Remote Database - Universal codes decoded

IR Code Databases: How Universal Remotes Know So Many Devices

A universal remote that works with your 15-year-old Panasonic, your new LG, your Sony soundbar, and a projector from a brand you've never heard of - how does it know all those codes? The answer is decades of community-maintained IR code databases, structured formats, and a lot of reverse engineering. These databases are what powers everything from $10 budget universal remotes to professional AV control systems to the BLEShark Nano's IR feature set.

graph LR
    A[IR Code Database] --> B[Device Profiles]
    B --> C[IR Codes]
    C --> D[Commands]

Table of Contents

What Is an IR Code, Exactly?

An IR code is the combination of information needed to reproduce a specific button press from a specific remote control. At minimum, it contains:

  • Protocol (NEC, Sony SIRC, Philips RC-5, Samsung, Panasonic, etc.)
  • Device address (which device class within the protocol)
  • Command byte (which function)
  • Carrier frequency (typically 38kHz or 40kHz for Sony)

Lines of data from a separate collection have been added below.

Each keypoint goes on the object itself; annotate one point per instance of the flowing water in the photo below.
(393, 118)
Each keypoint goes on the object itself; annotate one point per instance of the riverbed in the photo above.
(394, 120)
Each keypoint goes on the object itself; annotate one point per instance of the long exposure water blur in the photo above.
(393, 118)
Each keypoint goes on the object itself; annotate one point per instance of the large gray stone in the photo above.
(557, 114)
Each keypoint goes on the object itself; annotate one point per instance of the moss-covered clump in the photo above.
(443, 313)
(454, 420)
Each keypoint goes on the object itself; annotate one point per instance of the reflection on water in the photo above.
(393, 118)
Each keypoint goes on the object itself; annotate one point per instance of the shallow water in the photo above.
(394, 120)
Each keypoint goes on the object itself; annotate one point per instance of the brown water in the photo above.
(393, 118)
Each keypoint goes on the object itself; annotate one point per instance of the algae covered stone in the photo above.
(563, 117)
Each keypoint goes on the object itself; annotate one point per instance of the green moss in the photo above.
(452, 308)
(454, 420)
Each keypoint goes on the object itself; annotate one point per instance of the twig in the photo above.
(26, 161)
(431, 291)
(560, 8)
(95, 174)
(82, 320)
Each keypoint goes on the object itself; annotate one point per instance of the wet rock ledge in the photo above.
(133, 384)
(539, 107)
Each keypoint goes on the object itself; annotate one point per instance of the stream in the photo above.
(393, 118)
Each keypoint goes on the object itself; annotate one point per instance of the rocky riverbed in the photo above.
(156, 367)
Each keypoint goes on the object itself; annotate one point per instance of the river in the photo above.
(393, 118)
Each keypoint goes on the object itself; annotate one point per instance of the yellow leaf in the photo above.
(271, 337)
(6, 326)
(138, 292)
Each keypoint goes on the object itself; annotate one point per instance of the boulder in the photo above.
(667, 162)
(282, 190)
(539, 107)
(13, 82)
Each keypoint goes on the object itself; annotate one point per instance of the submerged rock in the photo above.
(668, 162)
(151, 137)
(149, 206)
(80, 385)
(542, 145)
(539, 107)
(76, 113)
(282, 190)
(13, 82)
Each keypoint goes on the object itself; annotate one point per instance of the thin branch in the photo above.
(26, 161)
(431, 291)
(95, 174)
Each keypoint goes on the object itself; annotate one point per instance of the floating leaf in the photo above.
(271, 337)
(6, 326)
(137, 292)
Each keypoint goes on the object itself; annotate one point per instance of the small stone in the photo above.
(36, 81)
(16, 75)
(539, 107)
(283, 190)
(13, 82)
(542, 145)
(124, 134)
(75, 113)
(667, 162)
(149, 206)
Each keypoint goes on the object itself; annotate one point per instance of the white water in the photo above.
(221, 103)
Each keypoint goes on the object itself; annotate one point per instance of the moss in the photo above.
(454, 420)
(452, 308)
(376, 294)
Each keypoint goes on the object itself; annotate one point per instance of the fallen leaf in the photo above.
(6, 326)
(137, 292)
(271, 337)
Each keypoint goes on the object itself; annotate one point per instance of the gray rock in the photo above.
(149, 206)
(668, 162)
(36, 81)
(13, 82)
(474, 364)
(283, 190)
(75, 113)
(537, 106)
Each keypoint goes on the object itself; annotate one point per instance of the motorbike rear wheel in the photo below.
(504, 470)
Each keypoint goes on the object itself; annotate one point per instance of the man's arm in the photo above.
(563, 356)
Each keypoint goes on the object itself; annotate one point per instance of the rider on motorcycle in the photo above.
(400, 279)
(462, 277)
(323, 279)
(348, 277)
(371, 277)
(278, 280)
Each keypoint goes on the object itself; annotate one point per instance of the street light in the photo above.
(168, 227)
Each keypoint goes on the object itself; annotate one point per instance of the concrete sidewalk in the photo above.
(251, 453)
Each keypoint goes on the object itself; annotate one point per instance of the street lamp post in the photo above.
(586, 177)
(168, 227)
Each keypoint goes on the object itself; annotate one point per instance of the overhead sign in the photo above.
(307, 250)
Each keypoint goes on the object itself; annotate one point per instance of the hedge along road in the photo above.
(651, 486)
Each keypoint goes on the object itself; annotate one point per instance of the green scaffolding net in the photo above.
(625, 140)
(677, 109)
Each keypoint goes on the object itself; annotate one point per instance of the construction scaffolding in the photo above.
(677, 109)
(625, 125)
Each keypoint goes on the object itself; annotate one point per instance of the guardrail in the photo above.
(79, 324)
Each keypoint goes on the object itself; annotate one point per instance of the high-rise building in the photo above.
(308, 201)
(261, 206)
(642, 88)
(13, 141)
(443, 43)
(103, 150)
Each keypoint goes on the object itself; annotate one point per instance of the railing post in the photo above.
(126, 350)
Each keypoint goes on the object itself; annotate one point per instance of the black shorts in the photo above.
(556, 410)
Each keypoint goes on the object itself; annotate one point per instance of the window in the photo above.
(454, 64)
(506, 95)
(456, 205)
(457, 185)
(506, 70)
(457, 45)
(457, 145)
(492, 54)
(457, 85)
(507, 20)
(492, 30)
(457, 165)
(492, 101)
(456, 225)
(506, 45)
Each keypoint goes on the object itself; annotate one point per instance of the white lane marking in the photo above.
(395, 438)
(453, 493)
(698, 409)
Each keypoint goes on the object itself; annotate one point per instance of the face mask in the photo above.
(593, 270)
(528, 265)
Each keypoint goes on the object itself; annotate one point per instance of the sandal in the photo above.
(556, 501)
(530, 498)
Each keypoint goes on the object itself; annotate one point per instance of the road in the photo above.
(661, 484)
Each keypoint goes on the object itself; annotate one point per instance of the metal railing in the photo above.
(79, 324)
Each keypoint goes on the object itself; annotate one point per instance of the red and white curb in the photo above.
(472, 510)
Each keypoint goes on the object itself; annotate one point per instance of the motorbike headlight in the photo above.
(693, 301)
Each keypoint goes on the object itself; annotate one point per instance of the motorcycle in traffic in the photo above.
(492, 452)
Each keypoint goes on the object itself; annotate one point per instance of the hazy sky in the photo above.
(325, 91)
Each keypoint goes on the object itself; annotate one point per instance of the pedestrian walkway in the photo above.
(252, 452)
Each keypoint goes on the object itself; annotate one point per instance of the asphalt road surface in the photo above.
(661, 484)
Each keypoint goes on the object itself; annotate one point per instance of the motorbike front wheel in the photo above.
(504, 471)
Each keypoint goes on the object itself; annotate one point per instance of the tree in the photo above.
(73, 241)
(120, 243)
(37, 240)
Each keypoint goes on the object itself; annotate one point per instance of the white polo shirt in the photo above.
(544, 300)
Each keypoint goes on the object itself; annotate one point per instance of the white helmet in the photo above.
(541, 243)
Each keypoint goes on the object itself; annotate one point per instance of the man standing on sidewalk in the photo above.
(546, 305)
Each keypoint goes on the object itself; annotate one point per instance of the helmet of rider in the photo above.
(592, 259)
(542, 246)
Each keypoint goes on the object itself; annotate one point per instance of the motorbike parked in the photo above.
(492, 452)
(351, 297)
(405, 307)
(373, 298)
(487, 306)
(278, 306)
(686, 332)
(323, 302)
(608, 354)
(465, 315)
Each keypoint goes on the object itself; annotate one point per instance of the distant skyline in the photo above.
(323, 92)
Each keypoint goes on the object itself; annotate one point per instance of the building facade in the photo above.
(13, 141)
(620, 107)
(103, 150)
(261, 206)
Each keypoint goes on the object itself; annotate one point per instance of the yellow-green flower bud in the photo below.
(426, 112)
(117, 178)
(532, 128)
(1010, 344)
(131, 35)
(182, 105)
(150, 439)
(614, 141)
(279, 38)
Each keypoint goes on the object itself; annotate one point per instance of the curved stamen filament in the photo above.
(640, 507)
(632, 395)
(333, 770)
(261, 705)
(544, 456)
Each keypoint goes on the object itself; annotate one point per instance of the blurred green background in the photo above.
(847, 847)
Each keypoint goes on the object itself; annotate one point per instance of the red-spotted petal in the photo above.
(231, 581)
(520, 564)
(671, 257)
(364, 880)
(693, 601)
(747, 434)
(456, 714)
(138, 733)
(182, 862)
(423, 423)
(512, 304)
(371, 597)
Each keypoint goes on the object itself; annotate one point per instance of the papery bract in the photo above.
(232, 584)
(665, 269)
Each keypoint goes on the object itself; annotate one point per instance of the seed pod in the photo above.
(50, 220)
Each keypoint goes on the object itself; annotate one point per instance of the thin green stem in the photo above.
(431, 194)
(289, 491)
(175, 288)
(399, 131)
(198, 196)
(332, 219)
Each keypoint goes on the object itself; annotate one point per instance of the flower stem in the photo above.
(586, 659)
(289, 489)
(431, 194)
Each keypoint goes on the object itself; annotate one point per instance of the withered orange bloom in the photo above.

From these four values, any compatible IR transmitter can synthesize the correct timing to produce a signal that the target device will recognize and respond to.

Some database formats also store the raw timing directly - the actual microsecond durations of each pulse and space - rather than the decoded protocol values. Raw timing is protocol-agnostic and can represent codes that don't fit cleanly into any documented protocol. It's bulkier (each code might require 50-200 timing values instead of 3-4 decoded values) but more universal.

IRDB: The Open-Source IR Code Library

IRDB (irdb.globalcache.com, also maintained at github.com/probonopd/irdb) is the largest public domain IR code database. As of recent counts, it contains over 500,000 individual codes across more than 10,000 brands and device types.

The original IRDB was maintained by Global Cache, a company that makes IP-to-IR bridge hardware for professional AV control. They released their code database as a public resource, which was then expanded significantly by community contributions. The project is now largely community-maintained on GitHub.

IRDB is not the only database. WinLIRC, lirc.org (the Linux Infrared Remote Control project), and Pronto databases all maintain their own collections in varying formats. The LIRC database focuses on formats compatible with the LIRC daemon used on Linux systems to receive and transmit IR. Many of these databases overlap but none is comprehensive for every device ever made.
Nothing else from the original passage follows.